Happy People Forgive … But They Don’t Forget
Everybody makes mistakes. You can expect the people in your life to let you down occasionally, even if they don’t mean to. You’ve probably said or done things that created a negative experience for people you care about. These things happen. Nobody is perfect.
It’s one of the reasons you should learn to forgive others when they cause you harm. They are imperfect, just like you. Even if they went out of their way to cause you misery, forgiveness makes you feel better than holding a grudge.
This is what notoriously happy people do. They understand that harboring negative feelings is like renting out space in your brain to unhappiness.
It doesn’t make any sense.
If something bad happens in your life, let it go. Forgive whoever you need to forgive. Any time spent harboring negative emotions is an unnecessary waste of time you could’ve devoted to feeling happy. If you do that, you consciously allow stress into your life, which can lead to severe physical and mental health problems.
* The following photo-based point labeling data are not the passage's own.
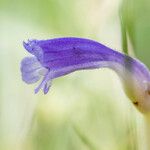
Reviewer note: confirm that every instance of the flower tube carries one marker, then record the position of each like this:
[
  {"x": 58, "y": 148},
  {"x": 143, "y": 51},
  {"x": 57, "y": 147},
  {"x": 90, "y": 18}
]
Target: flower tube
[{"x": 58, "y": 57}]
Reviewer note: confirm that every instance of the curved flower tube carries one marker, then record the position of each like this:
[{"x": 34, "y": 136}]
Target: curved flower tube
[{"x": 57, "y": 57}]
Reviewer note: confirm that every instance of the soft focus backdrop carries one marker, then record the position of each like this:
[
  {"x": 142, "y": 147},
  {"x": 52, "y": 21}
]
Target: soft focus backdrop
[{"x": 86, "y": 110}]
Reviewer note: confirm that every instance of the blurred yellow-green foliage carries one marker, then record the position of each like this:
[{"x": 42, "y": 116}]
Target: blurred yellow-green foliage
[{"x": 85, "y": 110}]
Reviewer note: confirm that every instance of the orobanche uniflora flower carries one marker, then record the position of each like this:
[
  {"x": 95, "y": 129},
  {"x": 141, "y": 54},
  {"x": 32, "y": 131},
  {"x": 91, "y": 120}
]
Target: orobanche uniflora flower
[{"x": 58, "y": 57}]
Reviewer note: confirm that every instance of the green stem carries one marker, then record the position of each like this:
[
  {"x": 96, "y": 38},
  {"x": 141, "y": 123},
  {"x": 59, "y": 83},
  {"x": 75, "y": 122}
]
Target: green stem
[
  {"x": 124, "y": 36},
  {"x": 84, "y": 138},
  {"x": 147, "y": 131}
]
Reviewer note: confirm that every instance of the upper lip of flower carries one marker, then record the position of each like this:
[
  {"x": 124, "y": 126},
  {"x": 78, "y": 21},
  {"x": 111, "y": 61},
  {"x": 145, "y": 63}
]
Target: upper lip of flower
[{"x": 56, "y": 57}]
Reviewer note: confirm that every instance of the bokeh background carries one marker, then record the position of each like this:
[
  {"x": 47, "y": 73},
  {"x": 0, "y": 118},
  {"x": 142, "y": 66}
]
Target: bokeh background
[{"x": 86, "y": 110}]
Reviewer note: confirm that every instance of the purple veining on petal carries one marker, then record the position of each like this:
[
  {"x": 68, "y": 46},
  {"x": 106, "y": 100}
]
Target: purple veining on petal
[
  {"x": 61, "y": 56},
  {"x": 31, "y": 70},
  {"x": 63, "y": 52}
]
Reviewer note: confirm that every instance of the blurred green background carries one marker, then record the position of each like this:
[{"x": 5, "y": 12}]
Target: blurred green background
[{"x": 86, "y": 110}]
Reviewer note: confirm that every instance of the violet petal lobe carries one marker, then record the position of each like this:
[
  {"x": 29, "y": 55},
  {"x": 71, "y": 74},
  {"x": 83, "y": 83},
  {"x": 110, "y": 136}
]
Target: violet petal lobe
[{"x": 61, "y": 56}]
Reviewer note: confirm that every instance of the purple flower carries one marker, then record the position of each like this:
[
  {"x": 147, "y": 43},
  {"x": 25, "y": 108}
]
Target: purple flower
[{"x": 57, "y": 57}]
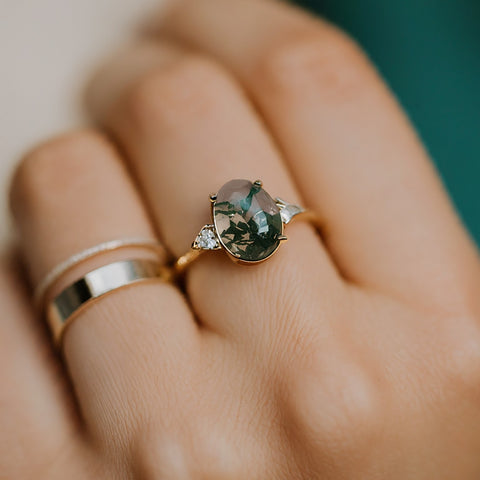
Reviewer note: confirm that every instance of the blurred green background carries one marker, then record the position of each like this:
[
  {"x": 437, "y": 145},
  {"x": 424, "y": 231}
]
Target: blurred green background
[{"x": 429, "y": 52}]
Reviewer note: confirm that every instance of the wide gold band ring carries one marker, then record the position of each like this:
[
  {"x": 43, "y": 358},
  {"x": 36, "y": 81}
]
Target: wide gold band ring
[
  {"x": 72, "y": 300},
  {"x": 247, "y": 223}
]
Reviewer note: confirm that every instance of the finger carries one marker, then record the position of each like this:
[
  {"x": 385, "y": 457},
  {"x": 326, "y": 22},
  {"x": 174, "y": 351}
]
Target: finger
[
  {"x": 354, "y": 156},
  {"x": 37, "y": 414},
  {"x": 69, "y": 195},
  {"x": 188, "y": 129}
]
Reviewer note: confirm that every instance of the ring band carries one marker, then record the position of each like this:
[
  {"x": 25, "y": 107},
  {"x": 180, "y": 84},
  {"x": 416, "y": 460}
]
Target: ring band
[
  {"x": 95, "y": 284},
  {"x": 247, "y": 224},
  {"x": 110, "y": 246}
]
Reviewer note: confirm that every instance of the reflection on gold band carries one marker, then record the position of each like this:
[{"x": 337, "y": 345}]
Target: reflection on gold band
[{"x": 96, "y": 284}]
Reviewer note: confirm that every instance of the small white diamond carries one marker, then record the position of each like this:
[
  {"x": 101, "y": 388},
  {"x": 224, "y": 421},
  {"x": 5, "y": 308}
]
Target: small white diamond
[
  {"x": 207, "y": 240},
  {"x": 289, "y": 211}
]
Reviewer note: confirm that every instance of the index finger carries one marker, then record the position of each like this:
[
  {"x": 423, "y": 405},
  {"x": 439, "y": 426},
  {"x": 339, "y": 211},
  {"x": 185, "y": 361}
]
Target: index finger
[{"x": 357, "y": 161}]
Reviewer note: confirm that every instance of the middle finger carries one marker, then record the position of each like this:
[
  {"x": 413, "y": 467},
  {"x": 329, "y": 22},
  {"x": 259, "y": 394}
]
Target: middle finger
[{"x": 188, "y": 129}]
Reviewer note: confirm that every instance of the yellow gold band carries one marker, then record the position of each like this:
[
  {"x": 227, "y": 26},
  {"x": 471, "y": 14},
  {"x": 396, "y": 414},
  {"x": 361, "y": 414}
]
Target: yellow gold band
[{"x": 96, "y": 284}]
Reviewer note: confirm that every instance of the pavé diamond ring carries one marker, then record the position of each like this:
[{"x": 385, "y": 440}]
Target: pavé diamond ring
[{"x": 247, "y": 223}]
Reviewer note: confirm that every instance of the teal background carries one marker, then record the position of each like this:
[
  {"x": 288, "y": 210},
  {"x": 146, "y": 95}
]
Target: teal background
[{"x": 429, "y": 52}]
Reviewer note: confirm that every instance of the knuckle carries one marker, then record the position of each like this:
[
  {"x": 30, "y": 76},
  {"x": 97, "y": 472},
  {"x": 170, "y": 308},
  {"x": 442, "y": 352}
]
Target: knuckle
[
  {"x": 161, "y": 455},
  {"x": 173, "y": 95},
  {"x": 52, "y": 165},
  {"x": 330, "y": 62}
]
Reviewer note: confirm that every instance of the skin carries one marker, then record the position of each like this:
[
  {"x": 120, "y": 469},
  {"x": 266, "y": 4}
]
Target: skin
[{"x": 351, "y": 355}]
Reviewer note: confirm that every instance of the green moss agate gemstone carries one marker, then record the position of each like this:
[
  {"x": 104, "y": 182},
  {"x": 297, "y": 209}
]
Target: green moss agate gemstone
[{"x": 247, "y": 220}]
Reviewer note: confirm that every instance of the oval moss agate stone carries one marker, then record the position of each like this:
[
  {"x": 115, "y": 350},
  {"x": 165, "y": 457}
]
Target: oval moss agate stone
[{"x": 247, "y": 221}]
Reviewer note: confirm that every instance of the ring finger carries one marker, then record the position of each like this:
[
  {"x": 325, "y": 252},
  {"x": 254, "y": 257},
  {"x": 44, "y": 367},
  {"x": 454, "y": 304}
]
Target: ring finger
[
  {"x": 67, "y": 196},
  {"x": 188, "y": 129}
]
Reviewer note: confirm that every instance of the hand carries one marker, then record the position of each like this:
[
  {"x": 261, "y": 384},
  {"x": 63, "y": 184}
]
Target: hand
[{"x": 355, "y": 355}]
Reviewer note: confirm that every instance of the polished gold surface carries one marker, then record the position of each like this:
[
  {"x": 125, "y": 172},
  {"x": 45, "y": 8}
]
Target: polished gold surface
[
  {"x": 96, "y": 284},
  {"x": 209, "y": 239},
  {"x": 51, "y": 278}
]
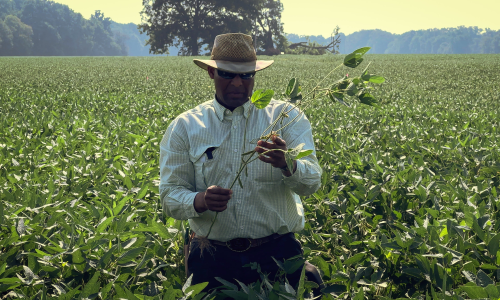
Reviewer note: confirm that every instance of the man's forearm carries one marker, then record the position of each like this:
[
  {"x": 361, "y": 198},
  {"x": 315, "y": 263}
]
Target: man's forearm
[
  {"x": 199, "y": 203},
  {"x": 287, "y": 173}
]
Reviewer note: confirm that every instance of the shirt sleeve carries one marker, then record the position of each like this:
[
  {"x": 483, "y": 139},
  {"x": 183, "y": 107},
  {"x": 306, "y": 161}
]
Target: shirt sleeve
[
  {"x": 306, "y": 179},
  {"x": 177, "y": 179}
]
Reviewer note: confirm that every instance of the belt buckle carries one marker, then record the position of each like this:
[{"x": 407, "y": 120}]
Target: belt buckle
[{"x": 239, "y": 244}]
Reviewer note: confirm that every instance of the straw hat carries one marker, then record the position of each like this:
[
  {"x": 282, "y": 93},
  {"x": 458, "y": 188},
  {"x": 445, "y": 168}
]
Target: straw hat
[{"x": 234, "y": 52}]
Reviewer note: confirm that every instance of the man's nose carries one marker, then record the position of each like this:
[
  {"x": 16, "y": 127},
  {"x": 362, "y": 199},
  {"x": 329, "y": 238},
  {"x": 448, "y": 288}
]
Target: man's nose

Forgiveness Leads to Happiness, as long as you don’t Embrace Forgetfulness
Imagine that a very dear friend says something that hurts you deeply. You can’t believe what you heard. You ask him what he said, and he repeats it clearly, word for word, to make sure you understand him. You know that he knows that such a statement would hurt your feelings, and you have difficulty processing this blatant disregard for your emotions.
As soon as the moment is over, you leave the environment. You’re going to be the bigger person and not respond negatively in some way. A day later, you call your friend after you’ve calmed down. You tell him that your relationship is important to you. You forgive him, and he says he won’t let it happen again, apologizing profusely.
You feel great about what you did. You’ve traded in negative feelings for positive emotions. At this point, you need to do something very important. Relive the moment that made you angry. It hurt you emotionally. Think about it. Visualize it happening again in your mind’s eye. You’re not doing this to bring it up later, but so you won’t forget.
Happy people forgive easily. They additionally have great memories. If someone hurts you somehow and you forgive them, what’s to say it won’t happen again? If the offender harms you again in the future, then that’s one time too many. Divorce yourself from that relationship.
You owe yourself the best possible life. That means not allowing people to see you as an emotional doormat. Be strong. Stick up for yourself. Forgive easily, but don’t ever forget. This will lead to more happiness in your life and more positive people.